Like every intellectual project, there are certain autobiographical tendencies in Global Heartland. I was raised in the midwest, and although I have lived in other parts of the US and have traveled to other parts of the world, I have spent most of my 40 years very close to the Great Lakes. The Lakes and the world that has grown up around them are my cultural home, and my spiritual anchor.

In less than a year, I will move far away from all of this to take a job in the History Department of a certain public university in Southern California. So this blog is a last chance to document my impressions of the midwestern landscape and culture before we move away, and inevitably it will be something of a nostalgia trip. Although I promise to keep the nostalgia level down, I don't think I can do this blog without periodic doses of personal history. So to keep it real, I will try to connect the personal to the global as much as possible, and so am introducing a posting category: everyday artifacts of globalization.

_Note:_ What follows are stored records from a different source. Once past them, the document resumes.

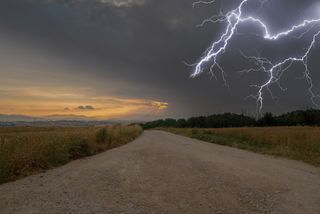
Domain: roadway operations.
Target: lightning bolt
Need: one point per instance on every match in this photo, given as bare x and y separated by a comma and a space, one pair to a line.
234, 19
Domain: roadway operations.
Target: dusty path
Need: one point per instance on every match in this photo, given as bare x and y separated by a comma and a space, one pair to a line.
166, 173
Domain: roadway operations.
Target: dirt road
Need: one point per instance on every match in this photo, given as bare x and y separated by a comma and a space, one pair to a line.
166, 173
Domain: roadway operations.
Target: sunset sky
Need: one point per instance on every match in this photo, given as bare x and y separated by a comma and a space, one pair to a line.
125, 59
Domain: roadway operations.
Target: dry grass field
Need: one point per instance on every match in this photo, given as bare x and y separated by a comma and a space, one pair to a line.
28, 150
298, 143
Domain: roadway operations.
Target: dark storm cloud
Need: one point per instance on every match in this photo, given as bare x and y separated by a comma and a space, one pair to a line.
146, 42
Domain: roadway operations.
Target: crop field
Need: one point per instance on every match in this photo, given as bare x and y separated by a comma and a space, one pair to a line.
28, 150
298, 143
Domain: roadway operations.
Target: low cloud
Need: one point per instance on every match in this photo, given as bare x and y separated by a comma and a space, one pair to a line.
123, 3
85, 108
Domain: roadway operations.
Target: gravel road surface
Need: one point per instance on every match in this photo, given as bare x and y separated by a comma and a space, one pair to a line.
165, 173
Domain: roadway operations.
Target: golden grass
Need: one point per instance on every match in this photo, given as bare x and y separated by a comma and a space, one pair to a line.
298, 143
28, 150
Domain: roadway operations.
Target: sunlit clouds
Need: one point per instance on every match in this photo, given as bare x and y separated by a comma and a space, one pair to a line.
42, 102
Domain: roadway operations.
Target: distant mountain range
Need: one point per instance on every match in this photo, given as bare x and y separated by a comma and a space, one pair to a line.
24, 118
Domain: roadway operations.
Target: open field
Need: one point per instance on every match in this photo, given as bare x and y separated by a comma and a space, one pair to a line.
160, 172
298, 143
28, 150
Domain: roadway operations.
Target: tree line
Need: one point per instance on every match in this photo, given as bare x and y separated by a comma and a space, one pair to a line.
309, 117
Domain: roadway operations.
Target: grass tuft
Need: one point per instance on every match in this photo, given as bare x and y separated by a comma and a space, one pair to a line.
29, 150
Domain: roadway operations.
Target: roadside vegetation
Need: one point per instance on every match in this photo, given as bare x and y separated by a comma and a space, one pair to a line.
309, 117
298, 143
29, 150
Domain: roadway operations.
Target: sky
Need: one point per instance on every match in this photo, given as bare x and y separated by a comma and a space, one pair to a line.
127, 59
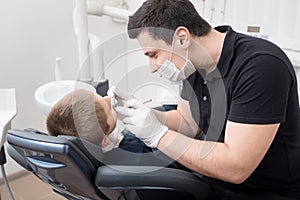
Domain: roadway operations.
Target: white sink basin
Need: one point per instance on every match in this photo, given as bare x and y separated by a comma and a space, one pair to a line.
47, 95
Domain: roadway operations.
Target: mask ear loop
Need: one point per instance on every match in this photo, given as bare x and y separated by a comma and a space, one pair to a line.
172, 48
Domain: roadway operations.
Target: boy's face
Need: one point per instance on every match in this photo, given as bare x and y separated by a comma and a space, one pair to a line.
110, 112
158, 51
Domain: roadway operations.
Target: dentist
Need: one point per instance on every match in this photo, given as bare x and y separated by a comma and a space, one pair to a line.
237, 122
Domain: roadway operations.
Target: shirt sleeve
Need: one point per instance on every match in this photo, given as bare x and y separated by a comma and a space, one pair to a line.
261, 92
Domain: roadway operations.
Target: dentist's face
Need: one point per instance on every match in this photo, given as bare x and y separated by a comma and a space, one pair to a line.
158, 51
110, 112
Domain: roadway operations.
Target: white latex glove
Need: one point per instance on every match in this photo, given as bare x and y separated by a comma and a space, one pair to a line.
118, 97
114, 138
142, 122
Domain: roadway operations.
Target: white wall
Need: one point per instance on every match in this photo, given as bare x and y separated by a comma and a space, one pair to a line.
32, 34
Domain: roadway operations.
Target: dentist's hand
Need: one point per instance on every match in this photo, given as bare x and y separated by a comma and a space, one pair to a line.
142, 122
118, 97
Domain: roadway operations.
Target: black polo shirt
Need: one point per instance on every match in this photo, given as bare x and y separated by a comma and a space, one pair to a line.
254, 83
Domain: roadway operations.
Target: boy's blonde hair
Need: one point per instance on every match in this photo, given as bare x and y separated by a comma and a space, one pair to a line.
78, 114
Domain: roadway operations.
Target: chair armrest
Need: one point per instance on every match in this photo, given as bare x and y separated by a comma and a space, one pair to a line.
151, 177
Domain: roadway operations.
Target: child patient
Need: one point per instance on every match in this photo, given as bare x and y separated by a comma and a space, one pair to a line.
91, 117
86, 115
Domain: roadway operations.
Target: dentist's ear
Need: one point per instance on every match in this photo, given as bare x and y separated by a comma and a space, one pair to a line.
183, 35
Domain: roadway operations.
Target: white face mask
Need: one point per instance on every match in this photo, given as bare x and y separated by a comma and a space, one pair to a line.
172, 73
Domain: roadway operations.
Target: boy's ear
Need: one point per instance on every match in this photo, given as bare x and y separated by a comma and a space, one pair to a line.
182, 35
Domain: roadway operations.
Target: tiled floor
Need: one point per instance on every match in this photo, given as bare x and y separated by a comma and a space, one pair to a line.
28, 187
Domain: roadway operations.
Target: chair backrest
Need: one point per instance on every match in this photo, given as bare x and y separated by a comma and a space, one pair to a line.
65, 163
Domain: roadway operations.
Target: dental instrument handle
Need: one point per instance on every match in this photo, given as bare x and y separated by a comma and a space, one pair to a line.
57, 69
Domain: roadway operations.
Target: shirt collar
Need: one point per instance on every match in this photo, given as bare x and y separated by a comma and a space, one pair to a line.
223, 65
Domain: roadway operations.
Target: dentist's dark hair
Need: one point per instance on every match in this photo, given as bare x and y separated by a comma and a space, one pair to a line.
160, 18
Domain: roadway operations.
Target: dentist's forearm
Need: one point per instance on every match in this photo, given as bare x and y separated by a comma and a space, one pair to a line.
174, 121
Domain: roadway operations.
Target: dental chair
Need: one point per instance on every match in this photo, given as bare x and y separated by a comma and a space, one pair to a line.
72, 167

I spent about 10 summers in northern Michigan at a YMCA summer camp, first as a camper and then as an employee leading wilderness trips. As it happens, this camp was pretty close to East Jordan, Michigan, and I recall driving by the foundry there several times. So when I moved to Champaign, Illinois, in the early 1990s I immediately noticed that most of the storm drains were stamped "EAST JORDAN IRON WORKS," and it made me feel a little more at home.

Later, when I was writing my dissertation, I discovered that the sociologist who wrote the seminal work on transient workers, Nels Anderson, grew up near East Jordan, and his immigrant father worked in the foundry to supplement the income from the family's farm. The iron works was established in 1883, when northern Michigan's white pine forests were being clear cut by a largely immigrant workforce to supply the nation with telegraph poles and construction timber.

East Jordan was not a big town then, and it's probably smaller now. So I was very surprised to discover that the East Jordan Iron Works is a multinational corporation with foundries in Ireland, France, Brazil, and Asia, as well as in the American South. It found a market niche for cast iron--storm drains, meter boxes, etc.--and bucked the trend of the US steel industry, all the while maintaining its headquarters in a decidely out-of-the-way place.

All of this is to say that artifacts of globalizations past and present are literally right under our feet. More later.

3 comments:

Feral Mom said...

I like the "autobiographical turn" in Global Heartland studies, and I really like this project. Always have, always will. Mind if I blogroll you?

Toby Higbie said...

Thanks for the support, Feral. Blogroll away, it's a free country, or at least it used to be. At any rate these tubes we call the internets are still free-ish.

Tim Lacy said...

Autobiography is good, as is the idea behind this entire blog of course.